VCs don't invest their own money.

I haven't been privy to details of many VC funded companies, but the ones I saw definitely had the VC General Partners investing their personal money side by side with money from their Limited Partners. That was reflected in the names on the preferred stock certificates from day one. (Probably don't do paper stock certificates any more).

I agree with your statement that "it's not that obvious" as to who should have control, and there are good arguments both ways. My personal inclination would always remain that the people putting up the money should have the final say.

Yeah, they definitely put up their own money - it's also public record :)

This is how reporters know a firm is raising another fund (beyond just expecting them to every 2 years). The amount/percentage of the total fund that the partners pay in themselves varies by firm and fund.

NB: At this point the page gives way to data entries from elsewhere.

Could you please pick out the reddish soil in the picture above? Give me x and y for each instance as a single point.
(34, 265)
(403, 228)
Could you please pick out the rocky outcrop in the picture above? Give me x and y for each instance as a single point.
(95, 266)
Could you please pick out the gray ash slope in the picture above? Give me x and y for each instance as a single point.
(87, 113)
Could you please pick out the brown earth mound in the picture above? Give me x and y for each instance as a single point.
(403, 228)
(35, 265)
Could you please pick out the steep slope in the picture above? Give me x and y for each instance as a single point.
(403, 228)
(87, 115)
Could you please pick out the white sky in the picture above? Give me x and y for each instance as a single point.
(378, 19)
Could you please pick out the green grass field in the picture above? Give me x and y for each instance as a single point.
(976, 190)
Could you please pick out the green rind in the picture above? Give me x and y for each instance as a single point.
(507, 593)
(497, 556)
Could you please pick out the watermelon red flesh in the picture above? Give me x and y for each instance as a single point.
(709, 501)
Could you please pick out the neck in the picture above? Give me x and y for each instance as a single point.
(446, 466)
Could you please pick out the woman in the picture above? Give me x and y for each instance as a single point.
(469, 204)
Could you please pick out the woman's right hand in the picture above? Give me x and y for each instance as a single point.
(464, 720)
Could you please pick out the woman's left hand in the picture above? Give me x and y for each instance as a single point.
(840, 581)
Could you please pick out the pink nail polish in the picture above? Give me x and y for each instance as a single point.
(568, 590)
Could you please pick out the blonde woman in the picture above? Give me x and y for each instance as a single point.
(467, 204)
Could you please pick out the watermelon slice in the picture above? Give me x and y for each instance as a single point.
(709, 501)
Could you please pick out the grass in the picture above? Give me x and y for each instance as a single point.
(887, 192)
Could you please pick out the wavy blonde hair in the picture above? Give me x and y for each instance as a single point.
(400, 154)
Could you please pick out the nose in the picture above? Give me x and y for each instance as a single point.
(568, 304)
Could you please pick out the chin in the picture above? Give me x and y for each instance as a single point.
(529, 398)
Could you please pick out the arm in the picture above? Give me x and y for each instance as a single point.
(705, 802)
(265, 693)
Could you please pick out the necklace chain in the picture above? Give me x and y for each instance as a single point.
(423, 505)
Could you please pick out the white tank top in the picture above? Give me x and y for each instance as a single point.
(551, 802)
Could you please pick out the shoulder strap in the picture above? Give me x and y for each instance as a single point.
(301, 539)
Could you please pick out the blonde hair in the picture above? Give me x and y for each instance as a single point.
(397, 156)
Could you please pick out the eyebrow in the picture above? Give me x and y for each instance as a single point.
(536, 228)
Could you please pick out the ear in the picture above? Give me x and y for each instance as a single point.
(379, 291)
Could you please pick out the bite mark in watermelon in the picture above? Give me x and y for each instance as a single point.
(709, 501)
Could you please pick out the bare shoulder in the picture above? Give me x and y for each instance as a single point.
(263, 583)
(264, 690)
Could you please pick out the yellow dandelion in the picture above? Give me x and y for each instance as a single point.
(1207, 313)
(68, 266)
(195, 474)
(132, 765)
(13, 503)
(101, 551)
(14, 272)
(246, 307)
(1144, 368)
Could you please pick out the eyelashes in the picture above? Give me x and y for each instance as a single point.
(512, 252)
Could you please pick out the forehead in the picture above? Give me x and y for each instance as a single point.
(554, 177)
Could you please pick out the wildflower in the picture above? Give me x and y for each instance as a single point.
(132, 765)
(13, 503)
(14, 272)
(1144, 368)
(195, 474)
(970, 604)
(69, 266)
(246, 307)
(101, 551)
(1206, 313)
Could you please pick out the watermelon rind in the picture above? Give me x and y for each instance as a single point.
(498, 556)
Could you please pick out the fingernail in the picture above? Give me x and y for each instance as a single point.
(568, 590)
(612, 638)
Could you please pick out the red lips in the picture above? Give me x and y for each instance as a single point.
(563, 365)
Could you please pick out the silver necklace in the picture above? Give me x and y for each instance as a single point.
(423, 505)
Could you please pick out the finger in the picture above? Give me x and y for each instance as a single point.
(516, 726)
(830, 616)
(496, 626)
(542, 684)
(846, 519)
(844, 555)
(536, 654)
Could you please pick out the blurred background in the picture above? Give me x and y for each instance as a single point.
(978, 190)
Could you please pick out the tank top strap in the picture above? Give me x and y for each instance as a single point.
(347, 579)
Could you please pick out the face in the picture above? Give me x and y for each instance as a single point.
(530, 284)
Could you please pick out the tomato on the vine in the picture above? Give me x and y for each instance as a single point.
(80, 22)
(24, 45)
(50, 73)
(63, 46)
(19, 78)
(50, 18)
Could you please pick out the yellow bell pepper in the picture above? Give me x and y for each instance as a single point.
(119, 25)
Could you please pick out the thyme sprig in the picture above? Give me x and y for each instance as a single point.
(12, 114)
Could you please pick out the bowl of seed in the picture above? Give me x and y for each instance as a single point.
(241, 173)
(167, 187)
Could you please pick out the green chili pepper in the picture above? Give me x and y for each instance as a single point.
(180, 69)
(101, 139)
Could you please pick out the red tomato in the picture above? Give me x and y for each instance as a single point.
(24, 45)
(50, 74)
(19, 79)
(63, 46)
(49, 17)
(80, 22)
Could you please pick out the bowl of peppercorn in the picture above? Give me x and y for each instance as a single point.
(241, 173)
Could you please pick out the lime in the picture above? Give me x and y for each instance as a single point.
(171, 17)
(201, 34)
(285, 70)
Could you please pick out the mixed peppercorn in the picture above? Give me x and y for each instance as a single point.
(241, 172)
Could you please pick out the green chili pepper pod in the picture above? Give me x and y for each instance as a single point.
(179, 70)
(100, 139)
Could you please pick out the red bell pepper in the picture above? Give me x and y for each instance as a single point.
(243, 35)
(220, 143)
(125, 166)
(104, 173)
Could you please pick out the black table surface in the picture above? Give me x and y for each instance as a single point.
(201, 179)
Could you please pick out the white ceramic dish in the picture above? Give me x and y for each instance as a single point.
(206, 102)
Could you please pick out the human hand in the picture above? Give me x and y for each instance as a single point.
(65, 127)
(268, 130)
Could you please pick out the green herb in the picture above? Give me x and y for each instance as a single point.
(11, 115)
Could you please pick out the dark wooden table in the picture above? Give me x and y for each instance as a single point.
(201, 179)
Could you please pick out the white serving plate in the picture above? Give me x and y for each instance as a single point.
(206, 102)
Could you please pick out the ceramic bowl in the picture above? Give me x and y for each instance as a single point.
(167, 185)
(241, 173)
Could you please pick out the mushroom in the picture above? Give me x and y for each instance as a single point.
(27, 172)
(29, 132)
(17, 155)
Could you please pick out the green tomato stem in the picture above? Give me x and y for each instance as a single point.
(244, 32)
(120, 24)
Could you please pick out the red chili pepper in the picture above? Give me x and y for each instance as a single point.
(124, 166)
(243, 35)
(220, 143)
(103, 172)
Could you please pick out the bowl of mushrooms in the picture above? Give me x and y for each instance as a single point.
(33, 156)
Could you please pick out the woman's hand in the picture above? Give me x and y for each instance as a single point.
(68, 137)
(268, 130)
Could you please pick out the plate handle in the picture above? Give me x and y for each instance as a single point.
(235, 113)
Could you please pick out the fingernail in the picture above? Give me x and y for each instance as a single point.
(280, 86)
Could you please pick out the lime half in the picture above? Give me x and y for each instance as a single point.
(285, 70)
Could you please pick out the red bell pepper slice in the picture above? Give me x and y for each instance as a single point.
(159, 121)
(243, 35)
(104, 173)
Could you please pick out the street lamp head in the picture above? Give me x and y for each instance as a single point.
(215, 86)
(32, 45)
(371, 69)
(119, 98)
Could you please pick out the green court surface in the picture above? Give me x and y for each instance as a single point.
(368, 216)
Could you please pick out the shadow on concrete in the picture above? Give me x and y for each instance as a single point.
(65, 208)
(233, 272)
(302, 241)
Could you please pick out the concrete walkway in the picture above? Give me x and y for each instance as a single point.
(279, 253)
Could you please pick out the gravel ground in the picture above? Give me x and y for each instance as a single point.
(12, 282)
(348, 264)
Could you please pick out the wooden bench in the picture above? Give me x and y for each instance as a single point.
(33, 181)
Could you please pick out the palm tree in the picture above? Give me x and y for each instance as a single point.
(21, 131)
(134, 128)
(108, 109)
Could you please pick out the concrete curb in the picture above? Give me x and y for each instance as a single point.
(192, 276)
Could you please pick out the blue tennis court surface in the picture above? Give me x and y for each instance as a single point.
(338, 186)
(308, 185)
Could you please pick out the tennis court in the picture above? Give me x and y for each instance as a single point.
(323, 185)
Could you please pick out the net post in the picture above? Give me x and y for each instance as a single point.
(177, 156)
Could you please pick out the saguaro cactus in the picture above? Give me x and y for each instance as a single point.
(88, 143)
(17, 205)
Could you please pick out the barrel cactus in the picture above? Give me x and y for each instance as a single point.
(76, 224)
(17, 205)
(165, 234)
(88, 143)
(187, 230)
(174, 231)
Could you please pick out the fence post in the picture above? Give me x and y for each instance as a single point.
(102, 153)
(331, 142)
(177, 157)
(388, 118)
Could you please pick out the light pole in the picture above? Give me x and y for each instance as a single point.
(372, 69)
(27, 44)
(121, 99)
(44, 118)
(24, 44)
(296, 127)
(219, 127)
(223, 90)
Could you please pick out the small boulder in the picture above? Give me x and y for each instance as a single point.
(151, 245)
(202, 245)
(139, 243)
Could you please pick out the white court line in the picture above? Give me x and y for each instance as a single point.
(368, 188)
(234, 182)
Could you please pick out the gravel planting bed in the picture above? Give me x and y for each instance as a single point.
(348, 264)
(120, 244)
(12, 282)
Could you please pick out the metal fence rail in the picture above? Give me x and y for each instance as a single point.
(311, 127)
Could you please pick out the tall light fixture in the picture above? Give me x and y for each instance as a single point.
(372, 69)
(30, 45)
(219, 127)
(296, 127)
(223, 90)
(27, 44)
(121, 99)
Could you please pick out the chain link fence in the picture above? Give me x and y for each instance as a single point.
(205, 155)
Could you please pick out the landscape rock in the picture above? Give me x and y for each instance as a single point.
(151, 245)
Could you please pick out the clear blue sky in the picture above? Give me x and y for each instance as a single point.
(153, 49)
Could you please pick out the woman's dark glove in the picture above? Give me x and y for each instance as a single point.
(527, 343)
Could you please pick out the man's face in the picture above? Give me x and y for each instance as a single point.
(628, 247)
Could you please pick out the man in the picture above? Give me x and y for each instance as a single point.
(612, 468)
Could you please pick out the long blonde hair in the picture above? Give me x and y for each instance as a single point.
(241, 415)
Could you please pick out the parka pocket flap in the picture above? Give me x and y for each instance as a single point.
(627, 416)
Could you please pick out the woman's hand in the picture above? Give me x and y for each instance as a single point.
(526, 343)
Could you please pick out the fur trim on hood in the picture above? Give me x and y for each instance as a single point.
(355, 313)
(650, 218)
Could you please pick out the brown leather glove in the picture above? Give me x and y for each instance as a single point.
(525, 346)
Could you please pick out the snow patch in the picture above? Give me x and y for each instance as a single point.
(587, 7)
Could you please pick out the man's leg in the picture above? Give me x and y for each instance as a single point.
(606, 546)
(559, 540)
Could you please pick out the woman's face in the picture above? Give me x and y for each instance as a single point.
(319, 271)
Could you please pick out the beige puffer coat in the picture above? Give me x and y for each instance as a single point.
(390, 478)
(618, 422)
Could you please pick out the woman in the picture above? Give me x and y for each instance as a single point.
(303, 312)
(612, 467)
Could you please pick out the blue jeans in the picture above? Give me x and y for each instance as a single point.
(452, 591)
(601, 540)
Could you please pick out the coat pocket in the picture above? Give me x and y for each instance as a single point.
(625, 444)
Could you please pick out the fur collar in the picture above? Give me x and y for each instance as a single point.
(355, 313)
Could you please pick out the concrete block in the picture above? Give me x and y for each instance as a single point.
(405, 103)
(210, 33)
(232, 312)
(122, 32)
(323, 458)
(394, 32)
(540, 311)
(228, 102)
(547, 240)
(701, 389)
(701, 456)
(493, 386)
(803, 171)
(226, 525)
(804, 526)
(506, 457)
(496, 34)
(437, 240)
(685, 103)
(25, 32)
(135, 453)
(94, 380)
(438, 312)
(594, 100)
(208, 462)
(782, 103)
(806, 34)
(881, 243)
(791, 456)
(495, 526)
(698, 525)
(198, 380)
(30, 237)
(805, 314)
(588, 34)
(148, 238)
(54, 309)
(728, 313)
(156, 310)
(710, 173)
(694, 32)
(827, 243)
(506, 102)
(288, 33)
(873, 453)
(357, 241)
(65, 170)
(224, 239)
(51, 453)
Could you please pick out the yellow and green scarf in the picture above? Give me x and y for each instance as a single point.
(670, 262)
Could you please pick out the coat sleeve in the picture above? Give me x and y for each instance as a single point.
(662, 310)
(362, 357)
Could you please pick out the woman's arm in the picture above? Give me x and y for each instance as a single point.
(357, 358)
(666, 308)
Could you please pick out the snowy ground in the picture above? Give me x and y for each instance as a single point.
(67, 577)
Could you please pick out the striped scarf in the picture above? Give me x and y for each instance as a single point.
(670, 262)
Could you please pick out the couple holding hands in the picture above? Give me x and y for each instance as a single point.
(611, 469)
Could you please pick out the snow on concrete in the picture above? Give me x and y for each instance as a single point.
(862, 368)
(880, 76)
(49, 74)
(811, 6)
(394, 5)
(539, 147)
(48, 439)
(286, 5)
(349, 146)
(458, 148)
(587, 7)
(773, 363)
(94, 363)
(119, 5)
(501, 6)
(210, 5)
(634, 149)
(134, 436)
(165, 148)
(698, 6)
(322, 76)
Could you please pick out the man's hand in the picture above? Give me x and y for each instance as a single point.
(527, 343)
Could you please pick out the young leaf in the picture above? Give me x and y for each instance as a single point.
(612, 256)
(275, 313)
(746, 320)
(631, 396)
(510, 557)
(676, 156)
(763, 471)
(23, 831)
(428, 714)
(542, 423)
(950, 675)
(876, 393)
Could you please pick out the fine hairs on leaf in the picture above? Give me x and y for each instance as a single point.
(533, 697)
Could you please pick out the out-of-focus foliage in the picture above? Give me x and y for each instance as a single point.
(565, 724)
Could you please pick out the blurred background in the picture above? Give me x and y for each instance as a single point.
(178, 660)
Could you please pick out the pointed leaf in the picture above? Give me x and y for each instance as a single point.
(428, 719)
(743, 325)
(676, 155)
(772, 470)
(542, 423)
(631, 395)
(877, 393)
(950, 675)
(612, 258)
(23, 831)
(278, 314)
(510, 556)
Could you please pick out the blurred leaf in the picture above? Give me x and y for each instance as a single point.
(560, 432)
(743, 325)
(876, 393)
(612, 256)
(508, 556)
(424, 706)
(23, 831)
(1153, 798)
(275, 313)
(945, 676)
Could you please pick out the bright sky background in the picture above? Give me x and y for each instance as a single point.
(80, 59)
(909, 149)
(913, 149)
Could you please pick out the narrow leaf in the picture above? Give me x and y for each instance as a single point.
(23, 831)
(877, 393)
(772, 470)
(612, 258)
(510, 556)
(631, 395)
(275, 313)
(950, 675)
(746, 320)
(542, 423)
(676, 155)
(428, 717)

Here's the records from Benchmark's Fund 7

Partners put up $80mm of their own cash, in a vehicle named Benchmark Founders' Fund VII, L.P.: https://www.sec.gov/Archives/edgar/data/1507661/000150766111...

They then raised $425mm from LPs through a vehicle named Benchmark Capital Partners VII, L.P.: https://www.sec.gov/Archives/edgar/data/1507669/000150766911...

So the Benchmark partners have 16% of that particular fund, though keep in mind VC funds have different economics than just a straight up equity split. 16% is pretty high compared to some other firms I've reviewed, but I admittedly haven't taken the time to sample widely.

I wonder why they split GP vs LP money into two separate companies.